From: Yury Norov <ynorov@nvidia.com>
To: Shrikanth Hegde <sshegde@linux.ibm.com>
Cc: linux-kernel@vger.kernel.org, mingo@kernel.org,
peterz@infradead.org, juri.lelli@redhat.com,
vincent.guittot@linaro.org, tglx@linutronix.de,
yury.norov@gmail.com, gregkh@linuxfoundation.org,
pbonzini@redhat.com, seanjc@google.com, kprateek.nayak@amd.com,
vschneid@redhat.com, iii@linux.ibm.com, huschle@linux.ibm.com,
rostedt@goodmis.org, dietmar.eggemann@arm.com, mgorman@suse.de,
bsegall@google.com, maddy@linux.ibm.com, srikar@linux.ibm.com,
hdanton@sina.com, chleroy@kernel.org, vineeth@bitbyteword.org,
joelagnelf@nvidia.com
Subject: Re: [PATCH v2 05/17] sched/core: allow only preferred CPUs in is_cpu_allowed
Date: Wed, 8 Apr 2026 14:09:04 -0400 [thread overview]
Message-ID: <adaZwCOUrozqkNej@yury> (raw)
In-Reply-To: <1430f070-a0cb-4c16-a96d-99acb5e53ab1@linux.ibm.com>
On Wed, Apr 08, 2026 at 06:26:20PM +0530, Shrikanth Hegde wrote:
> Hi Yury.
>
> On 4/8/26 6:35 AM, Yury Norov wrote:
> > On Wed, Apr 08, 2026 at 12:49:38AM +0530, Shrikanth Hegde wrote:
> > >
> > > When possible, choose a preferred CPUs to pick.
> > >
> > > Push task mechanism uses stopper thread which going to call
> > > select_fallback_rq and use this mechanism to pick only a preferred CPU.
> > >
> > > When task is affined only to non-preferred CPUs it should continue to
> > > run there.

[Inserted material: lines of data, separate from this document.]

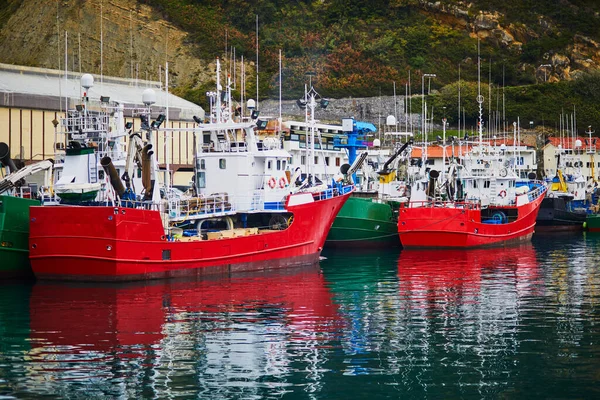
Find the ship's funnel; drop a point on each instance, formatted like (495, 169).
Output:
(5, 158)
(433, 175)
(146, 169)
(110, 170)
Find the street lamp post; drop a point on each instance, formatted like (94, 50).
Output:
(423, 116)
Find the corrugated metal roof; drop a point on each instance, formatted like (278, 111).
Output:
(18, 83)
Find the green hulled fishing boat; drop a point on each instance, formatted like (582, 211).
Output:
(14, 236)
(364, 222)
(592, 223)
(15, 199)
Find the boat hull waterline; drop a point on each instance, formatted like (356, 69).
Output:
(455, 227)
(364, 223)
(115, 243)
(14, 234)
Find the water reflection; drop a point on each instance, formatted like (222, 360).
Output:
(220, 337)
(517, 322)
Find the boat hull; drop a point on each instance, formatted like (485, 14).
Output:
(456, 227)
(364, 223)
(120, 244)
(14, 236)
(555, 216)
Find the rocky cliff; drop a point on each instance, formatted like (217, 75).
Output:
(356, 48)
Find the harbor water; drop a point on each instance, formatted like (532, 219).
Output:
(520, 322)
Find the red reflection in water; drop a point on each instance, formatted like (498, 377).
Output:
(104, 317)
(456, 275)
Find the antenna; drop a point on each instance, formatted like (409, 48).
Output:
(257, 61)
(66, 74)
(280, 79)
(101, 49)
(167, 136)
(459, 100)
(479, 96)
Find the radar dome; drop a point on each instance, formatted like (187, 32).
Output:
(87, 81)
(148, 97)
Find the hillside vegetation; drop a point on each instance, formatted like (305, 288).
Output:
(356, 48)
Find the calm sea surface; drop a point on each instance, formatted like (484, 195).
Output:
(517, 323)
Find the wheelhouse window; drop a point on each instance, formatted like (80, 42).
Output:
(201, 179)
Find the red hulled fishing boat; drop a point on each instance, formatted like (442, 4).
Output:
(118, 243)
(244, 211)
(471, 223)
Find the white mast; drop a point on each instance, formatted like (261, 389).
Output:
(242, 88)
(167, 135)
(66, 74)
(257, 61)
(280, 79)
(101, 49)
(218, 99)
(459, 136)
(479, 96)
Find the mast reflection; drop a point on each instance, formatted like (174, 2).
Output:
(171, 336)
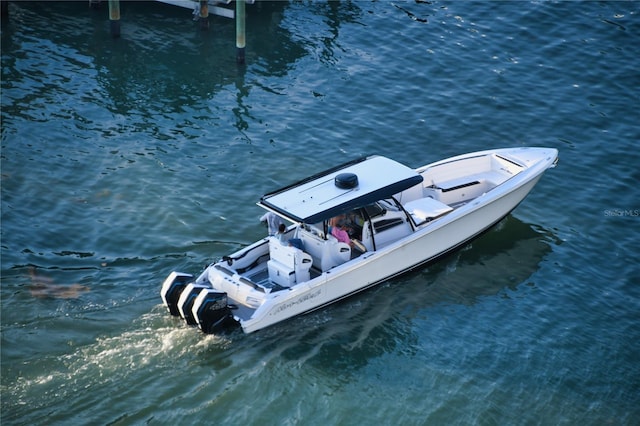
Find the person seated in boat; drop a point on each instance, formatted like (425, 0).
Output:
(273, 222)
(355, 223)
(340, 231)
(280, 234)
(333, 222)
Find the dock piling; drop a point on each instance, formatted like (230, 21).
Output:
(204, 14)
(240, 31)
(114, 17)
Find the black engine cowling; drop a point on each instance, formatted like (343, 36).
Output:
(212, 311)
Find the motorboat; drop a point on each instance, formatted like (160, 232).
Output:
(352, 227)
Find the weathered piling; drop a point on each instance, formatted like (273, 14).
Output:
(240, 31)
(204, 14)
(114, 17)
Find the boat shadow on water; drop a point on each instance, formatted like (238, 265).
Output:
(347, 334)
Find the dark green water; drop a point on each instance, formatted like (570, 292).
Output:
(124, 159)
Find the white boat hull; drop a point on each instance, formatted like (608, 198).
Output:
(263, 307)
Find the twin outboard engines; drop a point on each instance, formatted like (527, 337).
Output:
(197, 303)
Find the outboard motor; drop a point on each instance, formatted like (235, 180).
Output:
(172, 287)
(185, 303)
(211, 311)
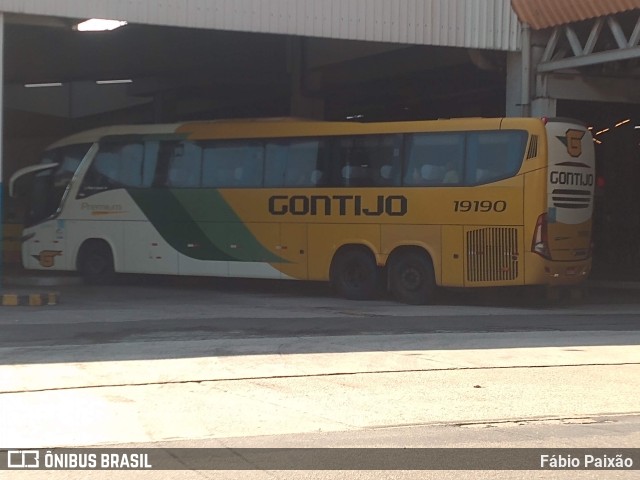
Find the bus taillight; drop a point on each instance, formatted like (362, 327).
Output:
(540, 243)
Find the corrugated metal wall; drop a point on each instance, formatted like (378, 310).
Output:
(484, 24)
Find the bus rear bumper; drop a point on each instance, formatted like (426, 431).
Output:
(566, 273)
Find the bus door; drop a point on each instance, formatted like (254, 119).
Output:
(452, 256)
(293, 247)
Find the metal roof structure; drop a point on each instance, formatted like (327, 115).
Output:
(486, 24)
(540, 14)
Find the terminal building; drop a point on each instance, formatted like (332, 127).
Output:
(358, 60)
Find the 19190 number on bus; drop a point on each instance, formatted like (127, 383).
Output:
(483, 206)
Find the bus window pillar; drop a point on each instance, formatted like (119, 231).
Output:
(542, 105)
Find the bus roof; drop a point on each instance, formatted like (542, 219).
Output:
(288, 127)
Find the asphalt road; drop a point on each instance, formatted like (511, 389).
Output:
(262, 364)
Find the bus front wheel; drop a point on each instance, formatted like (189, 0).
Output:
(411, 277)
(354, 274)
(95, 262)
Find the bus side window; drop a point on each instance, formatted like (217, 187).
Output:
(368, 160)
(184, 165)
(232, 164)
(434, 159)
(295, 163)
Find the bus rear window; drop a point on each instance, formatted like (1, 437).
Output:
(495, 155)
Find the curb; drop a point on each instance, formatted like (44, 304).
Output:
(30, 299)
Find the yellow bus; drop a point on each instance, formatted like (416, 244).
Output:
(370, 207)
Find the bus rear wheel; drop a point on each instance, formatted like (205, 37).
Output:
(95, 262)
(411, 277)
(354, 274)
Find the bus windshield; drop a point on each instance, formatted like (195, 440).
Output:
(48, 186)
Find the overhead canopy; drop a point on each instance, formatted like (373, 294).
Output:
(539, 14)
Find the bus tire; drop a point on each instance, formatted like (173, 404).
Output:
(411, 277)
(354, 274)
(95, 262)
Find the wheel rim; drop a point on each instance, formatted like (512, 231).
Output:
(411, 279)
(354, 275)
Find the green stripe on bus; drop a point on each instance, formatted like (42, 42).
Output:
(201, 225)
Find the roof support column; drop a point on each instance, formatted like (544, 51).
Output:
(542, 105)
(301, 105)
(1, 144)
(519, 78)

Detect that by checking if cpus_ptr and cpu_preferred_mask
> > > interesect or not.
> > >
> > > Signed-off-by: Shrikanth Hegde <sshegde@linux.ibm.com>
> > > ---
> > > kernel/sched/core.c | 17 ++++++++++++++---
> > > kernel/sched/sched.h | 12 ++++++++++++
> > > 2 files changed, 26 insertions(+), 3 deletions(-)
> > >
> > > diff --git a/kernel/sched/core.c b/kernel/sched/core.c
> > > index 7ea05a7a717b..336e7c694eb7 100644
> > > --- a/kernel/sched/core.c
> > > +++ b/kernel/sched/core.c
> > > @@ -2463,9 +2463,16 @@ static inline bool is_cpu_allowed(struct task_struct *p, int cpu)

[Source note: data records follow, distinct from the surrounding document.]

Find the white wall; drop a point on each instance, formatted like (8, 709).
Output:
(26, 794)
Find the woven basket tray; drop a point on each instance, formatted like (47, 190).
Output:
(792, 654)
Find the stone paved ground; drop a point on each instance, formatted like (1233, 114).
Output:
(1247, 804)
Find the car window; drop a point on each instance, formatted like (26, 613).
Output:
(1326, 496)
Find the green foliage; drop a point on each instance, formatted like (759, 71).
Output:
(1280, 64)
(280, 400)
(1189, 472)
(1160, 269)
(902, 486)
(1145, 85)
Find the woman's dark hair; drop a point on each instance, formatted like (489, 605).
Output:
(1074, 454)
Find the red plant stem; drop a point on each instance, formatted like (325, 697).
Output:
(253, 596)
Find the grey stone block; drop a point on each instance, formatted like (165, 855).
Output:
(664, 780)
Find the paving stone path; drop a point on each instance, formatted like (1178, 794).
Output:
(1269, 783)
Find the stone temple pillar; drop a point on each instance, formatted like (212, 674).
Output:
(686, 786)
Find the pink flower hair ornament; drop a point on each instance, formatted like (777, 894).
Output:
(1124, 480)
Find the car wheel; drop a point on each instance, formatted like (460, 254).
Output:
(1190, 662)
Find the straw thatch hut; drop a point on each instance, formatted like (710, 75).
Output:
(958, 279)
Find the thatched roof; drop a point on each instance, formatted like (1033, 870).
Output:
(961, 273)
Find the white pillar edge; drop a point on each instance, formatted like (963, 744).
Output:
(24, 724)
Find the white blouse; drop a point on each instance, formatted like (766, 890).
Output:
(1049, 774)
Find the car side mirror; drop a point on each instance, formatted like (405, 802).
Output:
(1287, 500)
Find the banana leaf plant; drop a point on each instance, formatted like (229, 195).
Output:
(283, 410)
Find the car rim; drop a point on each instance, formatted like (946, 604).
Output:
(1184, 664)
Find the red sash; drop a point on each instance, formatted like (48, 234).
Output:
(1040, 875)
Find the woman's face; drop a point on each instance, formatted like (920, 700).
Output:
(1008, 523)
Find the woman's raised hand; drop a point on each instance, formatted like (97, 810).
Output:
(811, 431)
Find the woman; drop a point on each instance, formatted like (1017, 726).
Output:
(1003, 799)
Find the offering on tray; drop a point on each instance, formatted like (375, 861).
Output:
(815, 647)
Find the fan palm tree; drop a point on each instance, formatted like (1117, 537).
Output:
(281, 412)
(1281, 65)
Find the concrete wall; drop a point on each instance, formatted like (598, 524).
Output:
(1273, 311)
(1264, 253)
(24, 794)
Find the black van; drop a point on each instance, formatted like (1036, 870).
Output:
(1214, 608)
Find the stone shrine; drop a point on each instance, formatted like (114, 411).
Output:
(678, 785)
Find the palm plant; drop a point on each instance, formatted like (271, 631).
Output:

> > > if (is_migration_disabled(p))
> > > return cpu_online(cpu);
> > > - /* Non kernel threads are not allowed during either online or offline. */
> > > - if (!(p->flags & PF_KTHREAD))
> > > - return cpu_active(cpu);
> > > + /*
> > > + * Non kernel threads are not allowed during either online or offline.

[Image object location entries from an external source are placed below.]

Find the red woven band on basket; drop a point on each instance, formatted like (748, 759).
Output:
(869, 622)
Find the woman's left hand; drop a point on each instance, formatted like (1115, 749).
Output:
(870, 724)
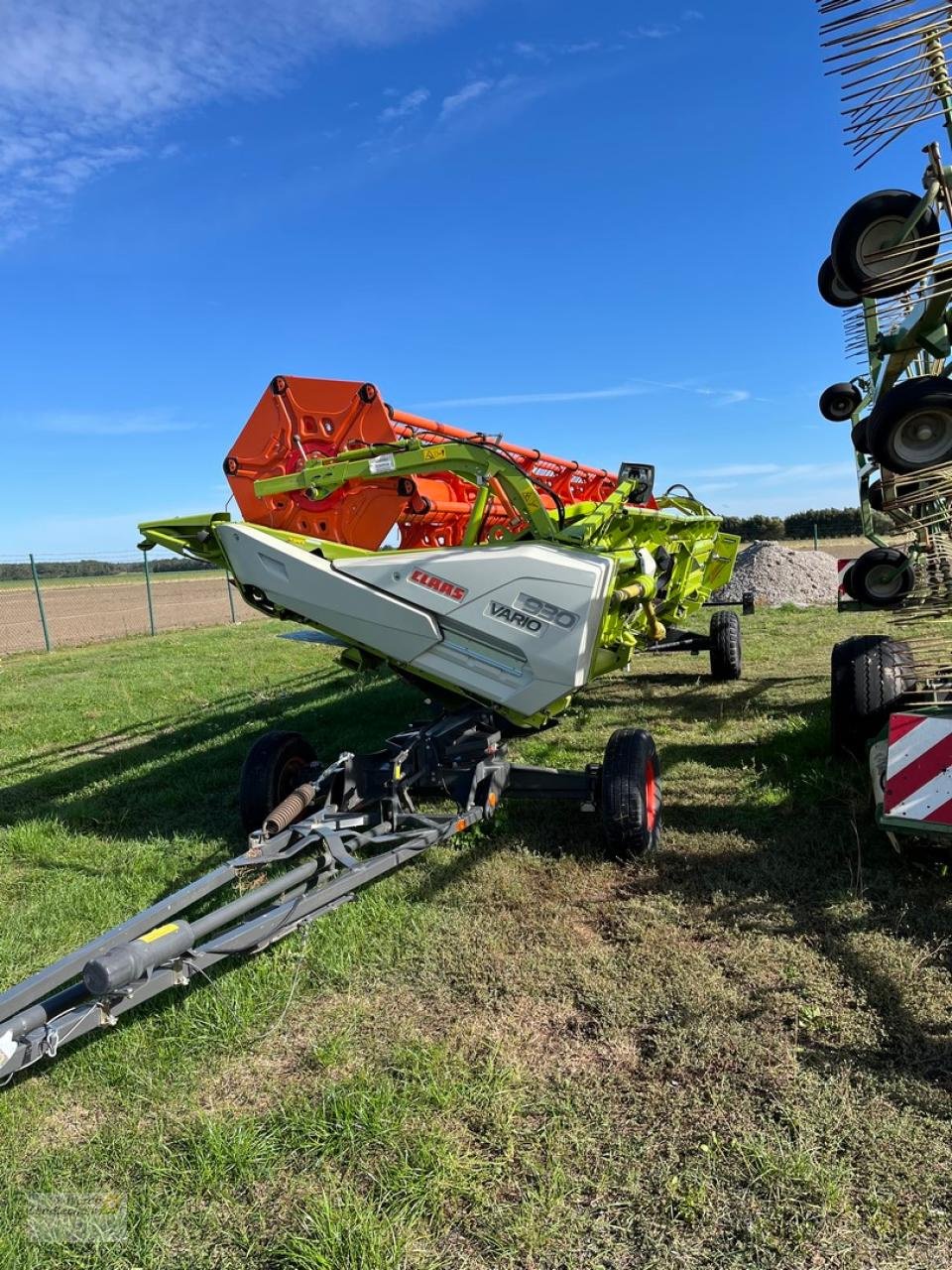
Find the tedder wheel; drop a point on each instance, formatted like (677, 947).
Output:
(864, 257)
(860, 436)
(631, 794)
(870, 677)
(833, 290)
(881, 578)
(276, 765)
(726, 661)
(911, 426)
(839, 402)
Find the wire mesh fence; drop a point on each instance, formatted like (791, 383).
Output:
(62, 602)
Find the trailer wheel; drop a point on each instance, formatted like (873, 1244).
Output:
(631, 794)
(833, 290)
(275, 766)
(839, 402)
(870, 676)
(726, 658)
(861, 253)
(881, 578)
(911, 426)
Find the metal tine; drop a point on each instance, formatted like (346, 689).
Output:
(883, 39)
(870, 130)
(873, 14)
(901, 249)
(887, 60)
(920, 62)
(862, 143)
(873, 90)
(870, 10)
(889, 33)
(876, 100)
(898, 28)
(887, 55)
(870, 90)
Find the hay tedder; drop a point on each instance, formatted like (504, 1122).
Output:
(890, 267)
(495, 578)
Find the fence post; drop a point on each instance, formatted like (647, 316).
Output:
(231, 595)
(40, 603)
(149, 594)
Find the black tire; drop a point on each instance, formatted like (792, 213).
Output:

> > > + * Ensure it is a preferred CPU to avoid further contention
> > > + */
> > > + if (!(p->flags & PF_KTHREAD)) {
> > > + if (!cpu_active(cpu))
> > > + return false;
> > > + if (!cpu_preferred(cpu) && task_can_run_on_preferred_cpu(p))
> > > + return false;
> > > + }
> > > /* KTHREAD_IS_PER_CPU is always allowed. */
> > > if (kthread_is_per_cpu(p))
> > > @@ -2475,6 +2482,10 @@ static inline bool is_cpu_allowed(struct task_struct *p, int cpu)
> > > if (cpu_dying(cpu))
> > > return false;
> > > + /* Try on preferred CPU first */
> > > + if (!cpu_preferred(cpu) && task_can_run_on_preferred_cpu(p))
> > > + return false;
> >
>
> First one was regular tasks, this is for unbound kernel threads.
> Both will need. No?
>
> > You repeat this for the 2nd time. The cpu_preferred() call should go
> > inside task_can_run_on_preferred_cpu().
>
> I want to keep this check for cpu_preferred() first. the reason being
> it is inexpensive since it is bit check. Only if it fails, then one should
> bother about task_can_run_on_preferred_cpu which is O(N) as you said.
>
> I am using the task_can_run_on_preferred_cpu in push task mechanism too.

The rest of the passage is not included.